El futbolista era (es) la estrella de su equipo. Es joven, guapo, mete goles y le han condecorado repetidas veces con el balón de oro, la bota de platino y hasta el calzón de plata. Ha ganado y hecho ganar a su equipo todas las ligas, champions y torneos habidos y por haber. Es la imagen del equipo y de un sinfín de marcas deportivas. Tiene contratos multimillonarios por prestar su cara y su cuerpo para que le hagan fotos, vista su ropa, calce sus zapatillas, lleve sus calzoncillos o se toque con su gorra. No da un paso gratis. Cada pisada suya, cada chute a portería, cada pase de balón está medido y tasado en euros. Es un ídolo de masas que sale en las revistas del cuore y se le rifan para fiestas y saraos (previo paso por caja).
Pero al futbolista parece que se le olvidó un detalle: pagar a esa Hacienda que se dice que somos todxs un pequeño porcentaje de sus ganancias. La deuda con el fisco alcanzaría, según algunas fuentes, los catorce millones de euros (la multa podría ascender a 30). Una ridiculez frente a sus ganancias, una barbaridad para según quiénes. Da igual: el caso es que no declaró ni pagó presuntamente, él dice ser inocente, sus impuestos. Ahora le han pillado. Y se ha enfadado mucho. Y ha dicho que si el club al que tantos goles, ligas, campeonatos y contratos ha hecho ganar no se hace cargo de su deuda, él se irá. Y los aficionados y la prensa deportiva han comenzado en las redes sociales una campaña para evitar su huida. Y se recogen firmas y se masca la tragedia si la temporada que viene no juega en el equipo… y al final el (presunto) defraudador es visto como la pobre víctima perseguida y acosada por esos hombrecillos grises y sin sentimientos que trabajan como inspectores y por el presidente del club que, si bien al menos en los medios al uso dice creer en la inocencia del astro, sin embargo se niega a pagar en su nombre, como el futbolista pretende. Y la estrella dice estar “triste y dolida” porque el club más rival, el de la otra ciudad, sí se hizo cargo en su momento de la deuda de sus figuras (en este caso dos).

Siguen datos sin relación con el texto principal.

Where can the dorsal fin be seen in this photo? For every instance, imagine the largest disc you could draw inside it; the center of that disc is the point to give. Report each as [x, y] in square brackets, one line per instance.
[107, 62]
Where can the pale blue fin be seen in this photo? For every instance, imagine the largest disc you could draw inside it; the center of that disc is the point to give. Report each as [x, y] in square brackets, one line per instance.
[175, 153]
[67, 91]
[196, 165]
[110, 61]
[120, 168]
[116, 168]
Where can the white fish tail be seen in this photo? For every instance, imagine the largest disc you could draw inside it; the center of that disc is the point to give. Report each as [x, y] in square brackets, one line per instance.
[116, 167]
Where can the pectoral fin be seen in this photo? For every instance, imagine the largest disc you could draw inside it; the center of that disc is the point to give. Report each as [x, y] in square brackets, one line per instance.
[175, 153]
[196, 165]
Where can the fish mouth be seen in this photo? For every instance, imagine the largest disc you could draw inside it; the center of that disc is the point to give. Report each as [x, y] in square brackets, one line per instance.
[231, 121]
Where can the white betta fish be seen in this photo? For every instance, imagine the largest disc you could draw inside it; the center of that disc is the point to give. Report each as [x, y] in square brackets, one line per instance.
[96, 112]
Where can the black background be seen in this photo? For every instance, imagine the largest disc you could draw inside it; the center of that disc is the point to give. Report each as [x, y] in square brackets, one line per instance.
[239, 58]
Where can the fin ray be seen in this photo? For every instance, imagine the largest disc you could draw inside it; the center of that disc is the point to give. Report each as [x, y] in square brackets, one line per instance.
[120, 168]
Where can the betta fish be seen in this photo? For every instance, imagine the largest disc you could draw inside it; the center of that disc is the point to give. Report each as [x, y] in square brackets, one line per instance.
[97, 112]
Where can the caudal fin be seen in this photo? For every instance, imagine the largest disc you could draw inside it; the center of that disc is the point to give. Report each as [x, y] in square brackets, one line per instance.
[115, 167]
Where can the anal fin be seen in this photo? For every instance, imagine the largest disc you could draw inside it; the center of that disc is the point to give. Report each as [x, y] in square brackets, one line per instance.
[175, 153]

Se le cae la lágrima y dice estar triste pero también dice que su sonrisa y su permanencia en el club tiene un precio: los 30 + 14 millones que le reclama el fisco caso de probarse su culpabilidad. Hace unos años, cuando tocaba negociar su renovación, también estuvo depre y triste y marcó menos goles de lo habitual. Hasta que alguien sugirió a la afición de su club que coreara su nombre en las gradas –motivo oficial de la tristeza- y tras eso y la sustanciosa subida de su caché, la sonrisa volvió a los labios del enfurruñado y enrrabietado, cual consentido crío, futbolista.
Más allá de este caso, el fondo del tema es preocupante. Parece que todo (o casi) se puede perdonar si eres una estrella de los medios y el deporte. ¿Qué defraudas a Hacienda?, ¡no pasa nada!, al menos las tardes de los domingos das alegrías a la afición que te jalea (panes et circus que decía aquel) y que ha tornado en víctima al (presunto) delincuente y que ve cómo la mala de la película pone en peligro la continuidad del espectáculo, entristece al ídolo, le hace desviar su atención de lo que verdaderamente importa: meter goles. Lo desconcentra. Cuando estas estrellas tienen un problema, lloran, chillan, berrean, montan una pataleta para que alguien les resuelva el asunto. No asumen la responsabilidad ni la culpabilidad, que siempre es de los demás. Y en el imaginario colectivo que se enardece las tardes de partido va sembrándose y creciendo la misma idea: Hacienda tiene la culpa de que nuestra estrella abandone el campo, no rinda, no nos proporcione motivos para festejar y jalear. Hacienda es mala porque pretende cobrarle a él, a nuestro ídolo, a toda una figura. Hacienda pone en peligro la próxima liga, la próxima champions, la próxima victoria.